The indium-111 complex (15 μL, <1 MBq) was added to 400 μ L rat serum and incubated at 37 °C. At each time point (5, 30, 60, and 120 min), a 40 μL aliquot was removed from the serum and added to EtOH (400 μL) to precipitate the proteins. The samples were centrifuged and the pellet and supernatant were separated. The pellet was washed with 400 μL EtOH, spun, and supernatant combined with the first. The counts in the pellet and supernatant were recorded. Counts associated with the pellet were considered as copper-64 bound to the protein. Each sample was performed in triplicate.

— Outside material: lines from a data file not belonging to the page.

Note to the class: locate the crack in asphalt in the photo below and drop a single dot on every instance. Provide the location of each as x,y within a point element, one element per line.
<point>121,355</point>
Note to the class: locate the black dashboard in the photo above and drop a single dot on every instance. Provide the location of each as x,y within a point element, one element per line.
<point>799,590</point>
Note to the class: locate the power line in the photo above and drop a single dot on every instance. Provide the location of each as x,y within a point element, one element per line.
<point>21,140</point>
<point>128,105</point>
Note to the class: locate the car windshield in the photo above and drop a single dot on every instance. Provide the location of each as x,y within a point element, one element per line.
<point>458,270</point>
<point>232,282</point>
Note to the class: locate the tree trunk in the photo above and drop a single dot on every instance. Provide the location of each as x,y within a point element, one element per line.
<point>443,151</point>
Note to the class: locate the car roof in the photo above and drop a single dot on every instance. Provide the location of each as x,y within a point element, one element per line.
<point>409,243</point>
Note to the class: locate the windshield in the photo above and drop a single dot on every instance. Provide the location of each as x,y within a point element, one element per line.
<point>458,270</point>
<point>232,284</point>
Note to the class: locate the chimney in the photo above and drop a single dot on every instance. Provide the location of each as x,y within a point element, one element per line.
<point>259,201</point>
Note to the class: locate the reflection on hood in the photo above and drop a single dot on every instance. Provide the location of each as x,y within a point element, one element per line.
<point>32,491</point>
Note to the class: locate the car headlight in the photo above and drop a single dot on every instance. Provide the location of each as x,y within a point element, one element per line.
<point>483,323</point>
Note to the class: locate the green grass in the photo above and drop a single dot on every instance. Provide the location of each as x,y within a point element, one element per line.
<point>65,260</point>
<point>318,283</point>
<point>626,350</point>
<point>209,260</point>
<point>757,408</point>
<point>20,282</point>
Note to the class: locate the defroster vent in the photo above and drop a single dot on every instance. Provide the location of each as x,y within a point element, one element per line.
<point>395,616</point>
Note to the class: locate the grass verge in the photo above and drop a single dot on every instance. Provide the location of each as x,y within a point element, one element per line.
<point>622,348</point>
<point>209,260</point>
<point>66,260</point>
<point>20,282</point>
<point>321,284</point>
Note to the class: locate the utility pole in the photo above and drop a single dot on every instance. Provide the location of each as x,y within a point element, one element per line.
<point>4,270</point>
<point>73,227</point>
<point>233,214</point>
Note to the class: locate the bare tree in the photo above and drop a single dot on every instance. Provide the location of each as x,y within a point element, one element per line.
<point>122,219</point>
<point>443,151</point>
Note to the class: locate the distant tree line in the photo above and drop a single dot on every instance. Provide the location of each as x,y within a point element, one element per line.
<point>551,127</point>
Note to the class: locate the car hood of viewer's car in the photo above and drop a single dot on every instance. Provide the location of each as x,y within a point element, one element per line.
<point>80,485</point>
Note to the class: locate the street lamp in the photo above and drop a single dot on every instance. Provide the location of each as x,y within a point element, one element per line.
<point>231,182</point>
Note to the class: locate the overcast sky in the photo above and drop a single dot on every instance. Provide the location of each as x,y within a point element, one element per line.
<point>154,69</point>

Oxygen-Dependent Cell Uptake Experiments

HeLa cells (106/mL) were incubated in a humidified atmosphere at 37 °C, under anoxic (0% O2), hypoxic (0.2% O2), or normoxic (21% O2) conditions with 5% CO2, and the remainder N2. Minimum essential medium (MEM) spinner modification was used, with Earle’s salts and sodium bicarbonate, and without calcium chloride and l-glutamine (supplemented with 0.292 g/L l-glutamine, penicillin–streptomycin). After 1 h, the O2 conditions had reached equilibrium (probed using Oxford optronics Oxylab pO2 tissue oxygenation monitor) and the N2 purged radiotracer was added. A 900 μL sample of the cells was removed at 5, 15, 30, 45, and 60 min and divided to three Eppendorf tubes, and the samples were centrifuged to pellet the cells. The supernatant was separated from the pellet, and both fractions were counted using a PerkinElmer Wizard 1470 automatic γ-counter. The percentage of cell associated activity was then calculated. A control was performed with the radiotracer in MEM using normoxic conditions to test the amount of 64Cu associated with the Eppendorf tubes. This was measured and subtracted from each data point.

SPECT Imaging Experiments

Biodistribution and imaging studies in MKN45 gastric cancer tumor bearing mice were conducted at Barts and the London School of Medicine and Dentistry, where all in vivo experiments were conducted in compliance with British Home Office regulations governing animal experimentation. Tumor xenografts were induced in female CD1 nude mice (Charles River) by subcutaneous injection of 5 × 106 MKN45 cells, and the tumors were allowed to grow until they had reached a size greater than 12 mm (10–15 d). Imaging was performed using a NanoSPECT/CT small animal scanner (Bioscan). [111In]In-labeled porphyrins (0.05 mg of Porphyrin/20 MBq of [111In]In(III)) were injected into the tail vein. SPECT/CT imaging was performed at 0, 3, 5, and 24 h post injection. The mice were anaesthetized with isoflurane (4% induction, 2% maintenance). A 36 pinhole collimator with 1.4 mm pinholes was used for the SPECT acquisitions. Count rates ranged between 50,000–100,000 for each of the 16 projections. Radionuclide images were reconstructed using proprietary HiSPECT (Bioscan) iterative reconstruction and were fused with CT images using proprietary InVivoScope (Bioscan) software. The mice were sacrificed by CO2 euthanasia at either 5 or 24 h after injection. Tumors and other tissues (blood, stomach, spleen, liver, pancreas, kidneys, muscle, tail, heart, lungs, and intestines) were removed and weighed. The tissues were counted in a gamma-counter together with standards of known radioactivity, and the percentage injected dose per gram of tissue (%ID/g) was calculated by dividing the activity in the tissue samples (gamma-counter) by the injected activity (dose calibrator). The unpaired t test (Excel; Microsoft) (significance level, 0.05) was used for statistical analysis.